How does PhantomData<T> affect the variance of a struct that contains no actual T, and why would you use PhantomData<fn(T)> to achieve contravariance?

PhantomData<T> tells the compiler to treat the struct as if it owns a T for the purposes of variance and drop checking. By default, PhantomData<T> gives the struct the same variance as T. However, function pointers have special variance: fn(A) -> B is contravariant in A (the argument) and covariant in B (the return). If you need a struct to be contravariant over a lifetime (meaning Struct<'long> is a subtype of Struct<'short> when 'long outlives 'short), you use PhantomData<fn(T)>. This is crucial for building type-safe callbacks or comparators where the relationship between lifetimes must be reversed.

In unsafe code, when implementing a self-referential struct using raw pointers, why must the struct be marked as invariant over its lifetime parameters?

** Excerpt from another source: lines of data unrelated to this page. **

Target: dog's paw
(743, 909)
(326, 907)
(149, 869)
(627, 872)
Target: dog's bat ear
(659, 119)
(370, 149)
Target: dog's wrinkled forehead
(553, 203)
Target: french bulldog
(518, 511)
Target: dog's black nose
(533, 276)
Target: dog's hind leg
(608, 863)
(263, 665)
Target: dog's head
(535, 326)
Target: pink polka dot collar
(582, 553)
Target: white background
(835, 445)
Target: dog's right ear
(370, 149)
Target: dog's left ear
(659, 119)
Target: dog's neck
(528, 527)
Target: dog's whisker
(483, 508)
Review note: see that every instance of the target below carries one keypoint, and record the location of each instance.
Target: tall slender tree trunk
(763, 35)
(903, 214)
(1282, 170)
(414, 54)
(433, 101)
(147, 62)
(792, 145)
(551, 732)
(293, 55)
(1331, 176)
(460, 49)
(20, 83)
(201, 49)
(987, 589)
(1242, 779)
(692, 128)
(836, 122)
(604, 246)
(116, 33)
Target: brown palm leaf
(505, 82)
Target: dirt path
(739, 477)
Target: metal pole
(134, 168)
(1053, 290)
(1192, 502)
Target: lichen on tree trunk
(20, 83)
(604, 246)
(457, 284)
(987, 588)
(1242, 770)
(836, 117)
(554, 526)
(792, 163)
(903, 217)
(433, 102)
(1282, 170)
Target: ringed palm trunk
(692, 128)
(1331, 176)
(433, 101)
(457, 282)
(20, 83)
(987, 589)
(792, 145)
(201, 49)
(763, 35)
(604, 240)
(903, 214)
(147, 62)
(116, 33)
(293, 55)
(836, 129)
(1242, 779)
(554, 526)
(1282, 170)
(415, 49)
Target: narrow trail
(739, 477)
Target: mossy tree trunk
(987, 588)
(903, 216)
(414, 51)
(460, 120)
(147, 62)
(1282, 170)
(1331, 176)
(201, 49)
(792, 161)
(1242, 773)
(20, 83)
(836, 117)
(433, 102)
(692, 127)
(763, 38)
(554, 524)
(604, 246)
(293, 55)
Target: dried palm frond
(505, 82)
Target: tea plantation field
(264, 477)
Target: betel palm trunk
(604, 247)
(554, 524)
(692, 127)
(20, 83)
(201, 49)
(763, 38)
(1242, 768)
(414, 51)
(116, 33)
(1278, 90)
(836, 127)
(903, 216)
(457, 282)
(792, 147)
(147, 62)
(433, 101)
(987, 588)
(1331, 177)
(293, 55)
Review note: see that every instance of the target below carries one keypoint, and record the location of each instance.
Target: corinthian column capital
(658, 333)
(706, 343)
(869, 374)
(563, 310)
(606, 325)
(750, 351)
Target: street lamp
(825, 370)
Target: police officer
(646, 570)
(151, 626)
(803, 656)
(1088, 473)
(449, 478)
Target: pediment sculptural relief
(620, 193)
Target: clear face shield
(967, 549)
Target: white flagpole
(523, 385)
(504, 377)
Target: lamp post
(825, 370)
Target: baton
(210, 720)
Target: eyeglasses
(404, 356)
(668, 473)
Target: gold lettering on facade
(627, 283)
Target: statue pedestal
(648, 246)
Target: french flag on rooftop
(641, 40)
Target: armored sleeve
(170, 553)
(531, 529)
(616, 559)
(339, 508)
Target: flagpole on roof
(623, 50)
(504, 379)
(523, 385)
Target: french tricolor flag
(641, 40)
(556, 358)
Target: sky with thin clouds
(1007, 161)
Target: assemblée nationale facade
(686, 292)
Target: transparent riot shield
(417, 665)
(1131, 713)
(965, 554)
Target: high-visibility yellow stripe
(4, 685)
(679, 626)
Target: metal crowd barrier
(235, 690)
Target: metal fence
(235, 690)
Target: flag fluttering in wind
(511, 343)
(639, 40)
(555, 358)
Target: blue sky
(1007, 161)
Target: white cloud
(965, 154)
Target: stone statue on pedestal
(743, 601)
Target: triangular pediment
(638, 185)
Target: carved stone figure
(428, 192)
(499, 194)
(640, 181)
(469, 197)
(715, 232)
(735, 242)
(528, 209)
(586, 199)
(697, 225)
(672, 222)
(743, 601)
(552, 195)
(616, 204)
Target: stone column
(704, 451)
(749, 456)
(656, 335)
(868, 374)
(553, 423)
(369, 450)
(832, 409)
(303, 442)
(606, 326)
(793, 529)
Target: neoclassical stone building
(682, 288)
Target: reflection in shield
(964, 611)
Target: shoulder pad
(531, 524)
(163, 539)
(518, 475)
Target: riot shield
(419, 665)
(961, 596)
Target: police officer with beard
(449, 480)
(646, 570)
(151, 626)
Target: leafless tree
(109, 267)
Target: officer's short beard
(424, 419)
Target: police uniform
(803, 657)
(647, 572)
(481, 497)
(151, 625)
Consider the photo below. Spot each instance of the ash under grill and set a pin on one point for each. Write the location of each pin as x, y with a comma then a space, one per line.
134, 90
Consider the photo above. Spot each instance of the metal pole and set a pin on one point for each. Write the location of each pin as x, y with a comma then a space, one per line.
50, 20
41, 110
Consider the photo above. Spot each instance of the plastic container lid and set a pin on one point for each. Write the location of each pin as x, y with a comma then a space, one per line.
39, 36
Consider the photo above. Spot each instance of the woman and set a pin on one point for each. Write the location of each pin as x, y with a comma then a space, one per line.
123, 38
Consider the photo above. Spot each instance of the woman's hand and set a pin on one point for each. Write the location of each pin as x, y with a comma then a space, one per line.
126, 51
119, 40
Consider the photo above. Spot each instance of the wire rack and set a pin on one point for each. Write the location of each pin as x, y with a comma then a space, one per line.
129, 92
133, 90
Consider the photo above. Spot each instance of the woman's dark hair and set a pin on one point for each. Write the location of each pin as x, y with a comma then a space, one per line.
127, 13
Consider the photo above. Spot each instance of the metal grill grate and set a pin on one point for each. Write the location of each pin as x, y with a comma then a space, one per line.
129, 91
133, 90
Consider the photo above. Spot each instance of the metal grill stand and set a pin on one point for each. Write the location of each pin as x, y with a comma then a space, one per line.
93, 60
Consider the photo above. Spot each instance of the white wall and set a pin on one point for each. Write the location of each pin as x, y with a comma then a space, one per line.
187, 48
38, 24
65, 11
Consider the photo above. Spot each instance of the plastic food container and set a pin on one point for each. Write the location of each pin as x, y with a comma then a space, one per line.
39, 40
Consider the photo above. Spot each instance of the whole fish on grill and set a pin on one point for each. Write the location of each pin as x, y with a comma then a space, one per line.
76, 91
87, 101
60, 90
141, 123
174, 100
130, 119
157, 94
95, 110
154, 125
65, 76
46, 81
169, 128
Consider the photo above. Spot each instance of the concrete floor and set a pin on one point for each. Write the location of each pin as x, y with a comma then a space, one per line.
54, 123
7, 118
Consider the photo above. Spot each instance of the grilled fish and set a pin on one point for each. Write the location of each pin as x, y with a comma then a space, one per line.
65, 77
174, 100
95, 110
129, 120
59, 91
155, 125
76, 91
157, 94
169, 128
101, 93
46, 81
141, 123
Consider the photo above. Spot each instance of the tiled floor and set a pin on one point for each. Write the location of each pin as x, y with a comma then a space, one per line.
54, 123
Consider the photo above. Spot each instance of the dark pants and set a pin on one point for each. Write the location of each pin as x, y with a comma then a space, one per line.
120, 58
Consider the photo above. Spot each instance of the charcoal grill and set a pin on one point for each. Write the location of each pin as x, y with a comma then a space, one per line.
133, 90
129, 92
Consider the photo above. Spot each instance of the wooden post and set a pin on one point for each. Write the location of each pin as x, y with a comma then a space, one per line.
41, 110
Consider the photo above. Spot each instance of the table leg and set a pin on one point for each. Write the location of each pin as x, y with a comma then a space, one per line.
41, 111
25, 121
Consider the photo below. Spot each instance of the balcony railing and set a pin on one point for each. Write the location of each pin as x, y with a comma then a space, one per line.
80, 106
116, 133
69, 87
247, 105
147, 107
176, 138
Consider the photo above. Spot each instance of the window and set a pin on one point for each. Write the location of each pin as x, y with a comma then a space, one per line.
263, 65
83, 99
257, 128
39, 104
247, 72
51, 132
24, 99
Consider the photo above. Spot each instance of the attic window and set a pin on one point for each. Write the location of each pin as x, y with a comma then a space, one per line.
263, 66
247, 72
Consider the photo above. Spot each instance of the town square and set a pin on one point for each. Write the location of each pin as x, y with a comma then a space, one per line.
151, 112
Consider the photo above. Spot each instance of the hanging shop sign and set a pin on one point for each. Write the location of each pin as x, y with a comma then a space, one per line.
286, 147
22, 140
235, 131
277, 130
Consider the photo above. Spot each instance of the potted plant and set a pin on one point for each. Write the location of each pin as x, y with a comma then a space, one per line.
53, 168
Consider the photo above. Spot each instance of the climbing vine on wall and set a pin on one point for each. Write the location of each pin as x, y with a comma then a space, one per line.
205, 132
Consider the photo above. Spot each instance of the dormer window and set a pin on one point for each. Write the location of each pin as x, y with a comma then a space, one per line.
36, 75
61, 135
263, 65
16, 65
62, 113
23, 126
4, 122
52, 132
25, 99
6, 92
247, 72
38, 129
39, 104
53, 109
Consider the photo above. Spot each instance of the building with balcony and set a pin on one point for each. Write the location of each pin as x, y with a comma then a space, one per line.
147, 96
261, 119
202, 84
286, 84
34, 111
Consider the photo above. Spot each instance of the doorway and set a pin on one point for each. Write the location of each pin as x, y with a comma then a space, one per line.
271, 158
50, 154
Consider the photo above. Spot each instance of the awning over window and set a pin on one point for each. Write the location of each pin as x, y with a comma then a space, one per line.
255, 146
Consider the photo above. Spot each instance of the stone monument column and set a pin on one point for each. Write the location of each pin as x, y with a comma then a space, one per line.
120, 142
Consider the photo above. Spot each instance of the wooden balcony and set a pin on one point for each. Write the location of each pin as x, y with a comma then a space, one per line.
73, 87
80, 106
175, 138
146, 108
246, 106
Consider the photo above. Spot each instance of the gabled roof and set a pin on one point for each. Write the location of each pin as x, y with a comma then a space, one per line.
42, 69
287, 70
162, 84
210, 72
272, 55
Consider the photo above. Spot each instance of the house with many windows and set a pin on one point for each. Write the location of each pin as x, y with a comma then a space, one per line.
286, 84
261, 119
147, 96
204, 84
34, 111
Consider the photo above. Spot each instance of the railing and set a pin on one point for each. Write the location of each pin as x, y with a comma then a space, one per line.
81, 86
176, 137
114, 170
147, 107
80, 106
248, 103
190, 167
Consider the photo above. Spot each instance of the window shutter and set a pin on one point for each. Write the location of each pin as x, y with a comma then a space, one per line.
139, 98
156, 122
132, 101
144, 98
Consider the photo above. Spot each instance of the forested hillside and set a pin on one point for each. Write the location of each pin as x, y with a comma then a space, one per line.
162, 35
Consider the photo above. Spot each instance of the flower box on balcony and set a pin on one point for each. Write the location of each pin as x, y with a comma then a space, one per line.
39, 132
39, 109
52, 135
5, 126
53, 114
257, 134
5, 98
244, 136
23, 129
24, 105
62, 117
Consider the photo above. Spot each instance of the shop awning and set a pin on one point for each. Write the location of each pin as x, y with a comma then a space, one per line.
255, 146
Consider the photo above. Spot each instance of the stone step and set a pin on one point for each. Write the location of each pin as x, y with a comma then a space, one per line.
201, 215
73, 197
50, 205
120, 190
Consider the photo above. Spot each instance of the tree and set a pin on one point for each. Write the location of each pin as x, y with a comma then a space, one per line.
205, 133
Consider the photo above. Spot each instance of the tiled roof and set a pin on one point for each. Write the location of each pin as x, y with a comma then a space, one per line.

When a struct contains a raw pointer that points to other data within the same struct (self-referential), the lifetime of that struct determines the validity of the pointer. If the struct were covariant over its lifetime 'a, you could shrink 'a to a shorter lifetime 'b, effectively claiming the struct lives only for 'b. However, the raw pointer inside was created when the struct lived longer, and might point to data that is no longer valid in the shorter scope. Invariance ensures that the struct cannot be coerced to a shorter lifetime, preserving the safety invariant that the self-reference remains valid for the entire lifetime encoded in the type system. This is why Pin is often combined with explicit variance markers in unsafe self-referential implementations.